During the last two years, the U.S. intelligence community has faced momentous challenges and experienced extraordinary upheaval, including the Snowden disclosures beginning in June 2013 and the release of a redacted summary of the Senate report on CIA interrogation practices last year.
Highlights of the new report include these:
** Efforts to make U.S. intelligence agencies financially auditable are progressing slowly. “The CIA, NGA, NRO, and NSA conducted audits of their fiscal year 2014 financial statements,” but only the National Reconnaissance Office (NRO) completed the process successfully. The CIA, NGA, and NSA “received disclaimers of opinion,” meaning that their financial statements could not be validated by the auditors. “While the DIA and ODNI did not conduct an audit, both plan to do so in 2015,” the report said.
** Over-control of classified information continues to hamper information sharing even within the intelligence community, the report said. “The Committee has been concerned about the IC’s misapplication and overuse of the originator control marking (ORCON), which can impede the complete and timely dissemination of intelligence, as the agency that originates the information retains control over its dissemination…. Committee staff concluded that the use of the ORCON marking by certain IC elements had increased substantially, and that in some cases classification and control marking policies had been violated.”
** Efforts to enlist the resources of the Government Accountability Office to strengthen intelligence oversight — a move long advocated by outside observers — are continuing, as the Committee encourages “open lines of communication and collaboration” between ODNI and GAO. The new report reveals that the classified annex of the FY 2014 authorization bill “directed the development of a specific GAO review to bolster intelligence oversight and reduce unnecessary fragmentation, overlap, and duplication.”

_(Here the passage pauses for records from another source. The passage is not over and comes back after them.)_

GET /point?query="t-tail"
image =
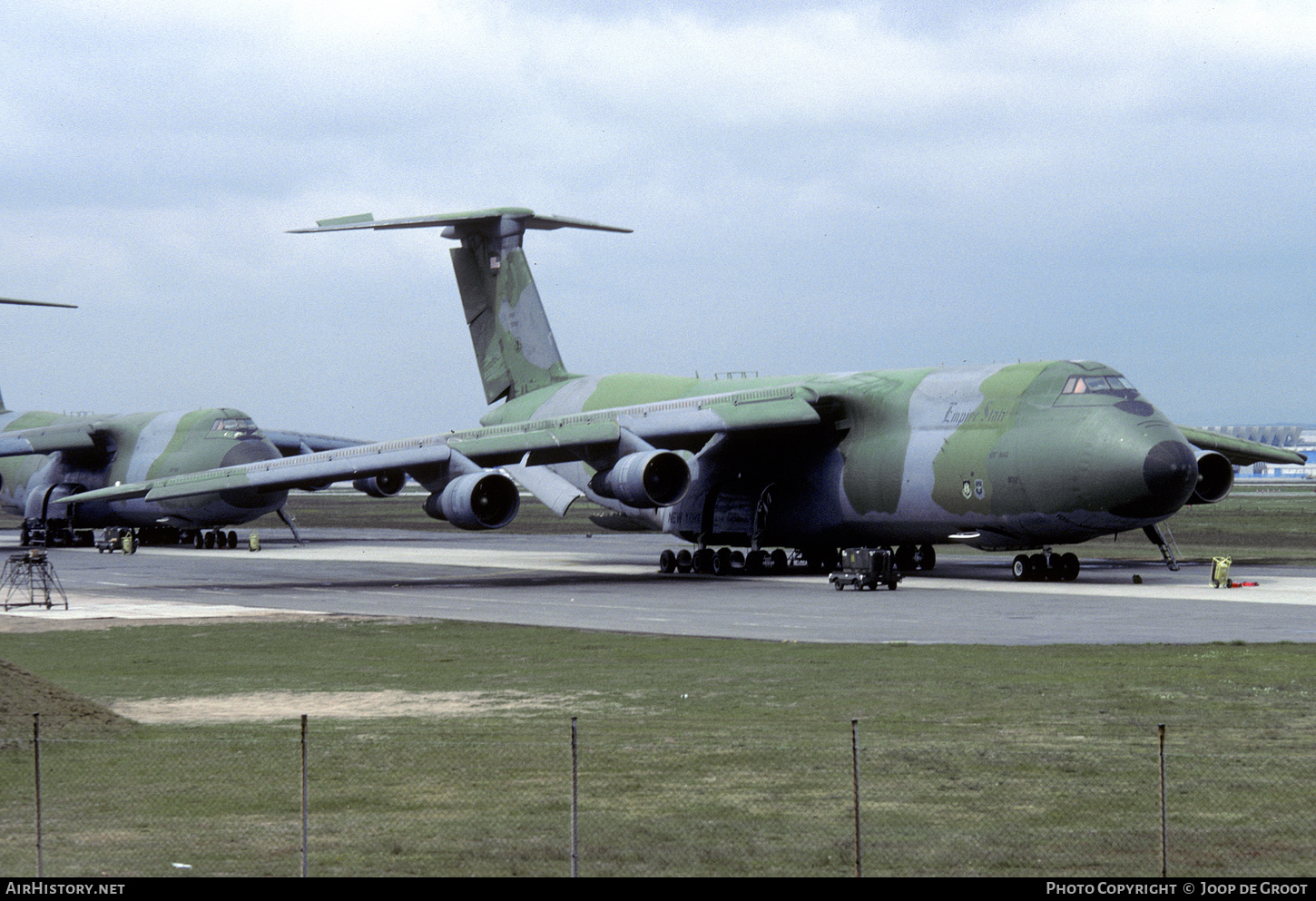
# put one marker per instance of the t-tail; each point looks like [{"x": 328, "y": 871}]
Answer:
[{"x": 511, "y": 334}]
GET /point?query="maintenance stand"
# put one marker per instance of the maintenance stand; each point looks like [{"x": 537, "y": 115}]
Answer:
[{"x": 32, "y": 576}]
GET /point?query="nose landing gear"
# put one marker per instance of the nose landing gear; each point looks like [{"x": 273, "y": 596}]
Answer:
[{"x": 1046, "y": 567}]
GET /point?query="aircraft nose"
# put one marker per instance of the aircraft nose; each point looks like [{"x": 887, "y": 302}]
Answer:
[{"x": 1169, "y": 476}]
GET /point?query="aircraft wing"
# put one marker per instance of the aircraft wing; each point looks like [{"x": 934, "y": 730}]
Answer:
[
  {"x": 1239, "y": 450},
  {"x": 295, "y": 444},
  {"x": 553, "y": 439},
  {"x": 47, "y": 439}
]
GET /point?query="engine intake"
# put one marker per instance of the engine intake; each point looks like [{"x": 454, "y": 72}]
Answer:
[
  {"x": 476, "y": 502},
  {"x": 386, "y": 485},
  {"x": 1215, "y": 477},
  {"x": 653, "y": 477}
]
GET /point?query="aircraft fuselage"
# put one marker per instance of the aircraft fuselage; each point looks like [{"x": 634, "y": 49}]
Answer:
[{"x": 995, "y": 456}]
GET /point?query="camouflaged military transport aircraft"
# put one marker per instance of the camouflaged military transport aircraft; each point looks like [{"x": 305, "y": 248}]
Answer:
[
  {"x": 49, "y": 459},
  {"x": 1002, "y": 458},
  {"x": 47, "y": 456}
]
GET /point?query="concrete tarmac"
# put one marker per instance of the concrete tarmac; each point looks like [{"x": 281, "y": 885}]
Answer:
[{"x": 611, "y": 583}]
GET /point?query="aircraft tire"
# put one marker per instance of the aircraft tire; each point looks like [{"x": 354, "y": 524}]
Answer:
[
  {"x": 754, "y": 562},
  {"x": 703, "y": 561},
  {"x": 1037, "y": 566},
  {"x": 722, "y": 562},
  {"x": 667, "y": 562}
]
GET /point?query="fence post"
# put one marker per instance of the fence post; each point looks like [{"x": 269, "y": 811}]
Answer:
[
  {"x": 303, "y": 796},
  {"x": 854, "y": 754},
  {"x": 35, "y": 757},
  {"x": 575, "y": 848},
  {"x": 1164, "y": 827}
]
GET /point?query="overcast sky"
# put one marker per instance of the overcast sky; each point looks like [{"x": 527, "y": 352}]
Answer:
[{"x": 813, "y": 187}]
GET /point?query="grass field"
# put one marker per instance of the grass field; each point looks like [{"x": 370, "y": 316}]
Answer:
[{"x": 699, "y": 757}]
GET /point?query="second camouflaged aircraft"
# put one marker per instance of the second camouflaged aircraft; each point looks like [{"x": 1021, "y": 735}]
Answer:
[
  {"x": 1002, "y": 458},
  {"x": 49, "y": 459}
]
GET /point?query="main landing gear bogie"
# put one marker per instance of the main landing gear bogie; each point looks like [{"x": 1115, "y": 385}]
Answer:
[
  {"x": 219, "y": 538},
  {"x": 778, "y": 562},
  {"x": 724, "y": 562},
  {"x": 1046, "y": 567}
]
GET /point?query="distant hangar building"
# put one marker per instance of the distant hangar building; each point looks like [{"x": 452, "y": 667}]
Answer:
[{"x": 1290, "y": 437}]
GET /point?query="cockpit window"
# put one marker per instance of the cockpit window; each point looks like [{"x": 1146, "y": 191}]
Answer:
[
  {"x": 1085, "y": 385},
  {"x": 234, "y": 427}
]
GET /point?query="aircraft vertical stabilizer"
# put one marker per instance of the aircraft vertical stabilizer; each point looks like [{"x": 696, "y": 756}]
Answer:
[{"x": 511, "y": 336}]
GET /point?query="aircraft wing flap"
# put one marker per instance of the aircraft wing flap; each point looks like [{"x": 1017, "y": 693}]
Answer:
[
  {"x": 547, "y": 487},
  {"x": 294, "y": 444},
  {"x": 47, "y": 439},
  {"x": 1239, "y": 450},
  {"x": 546, "y": 444},
  {"x": 287, "y": 473},
  {"x": 769, "y": 413},
  {"x": 734, "y": 412}
]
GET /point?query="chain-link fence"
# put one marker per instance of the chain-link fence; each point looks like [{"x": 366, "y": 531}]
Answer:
[{"x": 495, "y": 798}]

** The report provides some new details of the three-volume structure of the still-classified CIA “torture report”. The first volume addressed the history of CIA’s interrogation program in 1,539 pages. The second volume devoted 1,858 pages to intelligence acquired through the program and CIA’s representations of its effectiveness. And the third volume, in 2,855 pages, focused on the detention and interrogation of 119 CIA detainees.
** The Committee report said that “Financial intelligence has emerged as a significant are of IC activity, aiming to ‘follow the money’ of adversaries. It has proven to be a powerful tool confronting a range of challenging threats including terrorism, weapons proliferation, and narcotics trafficking.”

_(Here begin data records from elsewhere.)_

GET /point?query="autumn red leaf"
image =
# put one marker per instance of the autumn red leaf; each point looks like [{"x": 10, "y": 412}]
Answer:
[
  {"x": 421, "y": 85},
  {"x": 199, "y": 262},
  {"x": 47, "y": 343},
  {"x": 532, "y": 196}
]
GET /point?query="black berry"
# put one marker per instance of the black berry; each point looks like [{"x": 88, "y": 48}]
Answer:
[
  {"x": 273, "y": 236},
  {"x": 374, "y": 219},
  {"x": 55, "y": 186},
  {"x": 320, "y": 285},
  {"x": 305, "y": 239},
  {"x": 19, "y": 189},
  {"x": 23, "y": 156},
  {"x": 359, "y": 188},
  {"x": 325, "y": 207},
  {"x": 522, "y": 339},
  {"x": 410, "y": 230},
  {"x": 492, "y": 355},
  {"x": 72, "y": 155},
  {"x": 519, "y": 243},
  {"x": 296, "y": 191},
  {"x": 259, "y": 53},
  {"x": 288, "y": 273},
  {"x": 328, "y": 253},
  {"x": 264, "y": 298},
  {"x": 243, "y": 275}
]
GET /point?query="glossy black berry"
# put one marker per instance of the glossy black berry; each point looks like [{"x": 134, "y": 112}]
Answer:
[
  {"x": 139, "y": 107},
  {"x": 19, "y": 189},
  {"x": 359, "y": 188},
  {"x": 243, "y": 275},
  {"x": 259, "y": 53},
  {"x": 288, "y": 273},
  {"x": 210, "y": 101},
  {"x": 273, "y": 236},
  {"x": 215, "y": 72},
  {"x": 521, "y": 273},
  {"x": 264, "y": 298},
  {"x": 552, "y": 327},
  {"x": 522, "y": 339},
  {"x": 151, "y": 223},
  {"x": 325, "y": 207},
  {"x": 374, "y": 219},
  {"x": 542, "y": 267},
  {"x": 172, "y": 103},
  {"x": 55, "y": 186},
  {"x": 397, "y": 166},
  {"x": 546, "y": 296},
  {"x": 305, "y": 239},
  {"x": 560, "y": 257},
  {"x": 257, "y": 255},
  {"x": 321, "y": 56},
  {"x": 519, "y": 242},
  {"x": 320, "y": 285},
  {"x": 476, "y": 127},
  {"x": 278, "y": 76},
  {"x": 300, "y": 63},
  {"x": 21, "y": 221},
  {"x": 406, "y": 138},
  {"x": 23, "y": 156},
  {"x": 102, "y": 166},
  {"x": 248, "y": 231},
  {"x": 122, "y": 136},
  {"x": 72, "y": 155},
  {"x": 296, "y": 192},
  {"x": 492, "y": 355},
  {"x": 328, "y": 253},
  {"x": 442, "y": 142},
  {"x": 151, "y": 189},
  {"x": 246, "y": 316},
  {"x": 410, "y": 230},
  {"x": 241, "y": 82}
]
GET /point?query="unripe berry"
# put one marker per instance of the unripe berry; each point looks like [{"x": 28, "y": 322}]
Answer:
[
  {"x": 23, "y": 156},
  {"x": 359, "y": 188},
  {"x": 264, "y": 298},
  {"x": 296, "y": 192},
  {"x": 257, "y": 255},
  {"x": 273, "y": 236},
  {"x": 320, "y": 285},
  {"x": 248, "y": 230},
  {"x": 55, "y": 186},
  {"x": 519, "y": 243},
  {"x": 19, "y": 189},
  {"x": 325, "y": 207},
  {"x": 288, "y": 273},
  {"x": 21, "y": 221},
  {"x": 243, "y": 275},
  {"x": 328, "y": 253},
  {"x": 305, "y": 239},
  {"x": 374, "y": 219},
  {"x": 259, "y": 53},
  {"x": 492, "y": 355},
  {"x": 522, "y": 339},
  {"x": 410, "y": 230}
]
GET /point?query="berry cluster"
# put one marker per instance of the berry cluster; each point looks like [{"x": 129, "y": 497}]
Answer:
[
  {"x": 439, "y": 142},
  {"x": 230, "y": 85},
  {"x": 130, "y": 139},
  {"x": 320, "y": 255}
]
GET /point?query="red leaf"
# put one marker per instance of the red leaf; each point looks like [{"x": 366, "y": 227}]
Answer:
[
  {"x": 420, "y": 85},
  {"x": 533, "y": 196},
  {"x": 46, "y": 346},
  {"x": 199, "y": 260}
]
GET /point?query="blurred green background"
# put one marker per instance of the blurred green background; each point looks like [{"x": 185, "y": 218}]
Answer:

** “The Committee also devoted significant time and attention to lethal operations against counterterrorism targets…. The Committee has worked with the Executive Branch to understand the legal basis for these operations.” Likewise, “The Committee seeks to ensure that covert action programs are consistent with United States foreign policy goals, and are conducted in accordance with all applicable U.S. laws.”
** With seeming condescension, the report noted that “The Committee annually receives hundreds of phone calls, facsimiles, mail, and email communications from self-identified whistleblowers on matters they believe to be of urgent concern. Committee staff reviewed and investigated these communications.” If these investigations yielded any actionable findings, they are not mentioned in the report.
** The report pointedly observed that “Since 1994, the Committee has held annual open hearings to review the Intelligence Community’s assessment of the current and projected national security threats to the United States.” That twenty-year tradition came to an end this year when the new Chairman, Sen. Richard Burr, decided to hold the Committee’s annual threat briefing in closed session.
The new Senate Intelligence Committee report does not contain any note of critical self-examination or any suggestion that congressional oversight itself might have been complicit in the errors and excesses of intelligence agencies. Accordingly, the report does not address any potential changes that might be made to improve the intelligence oversight process.